Scotland has a long history of exploring and succeeding in new markets. In fact, Scottish food and drink exports are worth a staggering £6.3 billion to the economy.
There are many drivers that encourage food and drink manufacturers to investigate opportunities to export to other countries around the world. This could be due to a saturation of the UK market, an enquiry from a foreign market, or the yearning to try somewhere different.
I work for Devro, which is based in Moodiesburn, North Lanarkshire. We produce sausage casings from collagen, which are used to make sausages in more than 100 countries around the world.
The company initially supplied casings to the UK and Ireland before expanding globally. Our Scottish sites now export about half of total production to more than 60 countries in Europe, Africa, the Americas, Australasia and Asia.
Macsween of Edinburgh has had great success in achieving its ambition for its haggis to be available worldwide. It has identifiedgrowth markets and developed recipes true to its tradition that allows entry into these different markets.
This has paid off – in 2017 Macsween became the first genuine Scottish haggis to reach consumers in Canada in 46 years and Singapore in 21 years. On top of that it has secured a six-month trial in the USA for its vegetarian haggis – rebranded as Scottish veggie crumble.
Another iconic Scottish brand, Edinburgh-based Nairn’s, has had significant export success. It has been baking oat-based products (oatcakes, crackers, biscuits and snacks) since 1896 and now has a very successful gluten-free range.

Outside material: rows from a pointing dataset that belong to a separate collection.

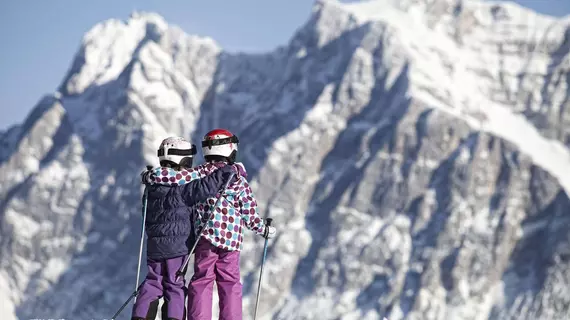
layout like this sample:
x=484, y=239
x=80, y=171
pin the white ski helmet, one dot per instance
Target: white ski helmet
x=221, y=143
x=176, y=149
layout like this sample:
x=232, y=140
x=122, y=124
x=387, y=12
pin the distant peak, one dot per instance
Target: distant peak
x=149, y=17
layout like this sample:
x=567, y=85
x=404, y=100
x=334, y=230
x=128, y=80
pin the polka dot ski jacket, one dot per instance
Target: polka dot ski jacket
x=237, y=210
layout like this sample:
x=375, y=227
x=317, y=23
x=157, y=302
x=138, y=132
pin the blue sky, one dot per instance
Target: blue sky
x=39, y=38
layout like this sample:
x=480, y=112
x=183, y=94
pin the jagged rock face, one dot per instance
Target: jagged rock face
x=415, y=167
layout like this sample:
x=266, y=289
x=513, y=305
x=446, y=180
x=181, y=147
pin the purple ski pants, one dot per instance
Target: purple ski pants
x=212, y=263
x=160, y=282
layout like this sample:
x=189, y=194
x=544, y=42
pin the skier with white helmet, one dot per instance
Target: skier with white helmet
x=219, y=244
x=169, y=225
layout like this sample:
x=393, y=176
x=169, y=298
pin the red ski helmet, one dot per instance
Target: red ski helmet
x=220, y=143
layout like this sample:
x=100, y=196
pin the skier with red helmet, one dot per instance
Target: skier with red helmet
x=218, y=249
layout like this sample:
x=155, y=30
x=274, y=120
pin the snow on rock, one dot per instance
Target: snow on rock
x=412, y=154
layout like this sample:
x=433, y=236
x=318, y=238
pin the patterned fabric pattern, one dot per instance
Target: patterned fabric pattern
x=169, y=176
x=236, y=210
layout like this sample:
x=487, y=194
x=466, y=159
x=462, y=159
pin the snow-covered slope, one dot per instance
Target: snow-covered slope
x=413, y=154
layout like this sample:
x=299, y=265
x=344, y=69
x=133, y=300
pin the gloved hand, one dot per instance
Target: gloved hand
x=269, y=232
x=147, y=176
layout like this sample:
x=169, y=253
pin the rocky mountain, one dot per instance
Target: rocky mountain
x=414, y=155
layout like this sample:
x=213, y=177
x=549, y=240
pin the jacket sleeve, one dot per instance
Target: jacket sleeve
x=249, y=211
x=207, y=187
x=171, y=177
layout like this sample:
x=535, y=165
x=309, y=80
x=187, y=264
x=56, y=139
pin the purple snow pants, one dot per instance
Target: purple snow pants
x=212, y=263
x=159, y=282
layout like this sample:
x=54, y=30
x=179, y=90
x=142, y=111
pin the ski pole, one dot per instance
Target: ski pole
x=134, y=294
x=181, y=270
x=145, y=201
x=267, y=224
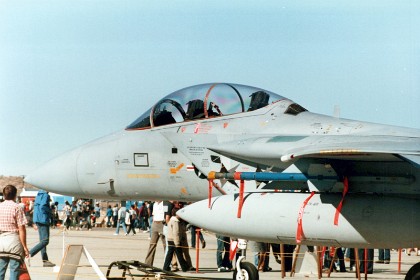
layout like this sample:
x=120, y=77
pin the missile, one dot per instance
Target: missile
x=363, y=221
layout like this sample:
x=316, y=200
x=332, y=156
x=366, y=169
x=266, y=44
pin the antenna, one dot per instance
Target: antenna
x=337, y=111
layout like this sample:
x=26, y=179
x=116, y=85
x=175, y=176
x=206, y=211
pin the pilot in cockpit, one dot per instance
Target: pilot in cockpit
x=212, y=113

Nairn’s exports account for around 10 per cent of the company’s turnover and it has seen them rise by around 20 per cent year on year, in line with its export ambitions. Its most successful export markets are the USA, Canada, New Zealand, United Arab Emirates, South Africa and Cyprus.
Companies like Devro, Macsween and Nairn’s have many considerations to take into account. Will your product appeal to consumers in that country, will you need to make any changes, are there special storage conditions, how should you promote your product, what languages need to be on the label? There are also many barriers for food and drink manufacturers to overcome. Aside from tariffs, one of the biggest barriers is regulation. Most food laws are designed to ensure food is safe, and that consumers have the necessary information to make informed choices.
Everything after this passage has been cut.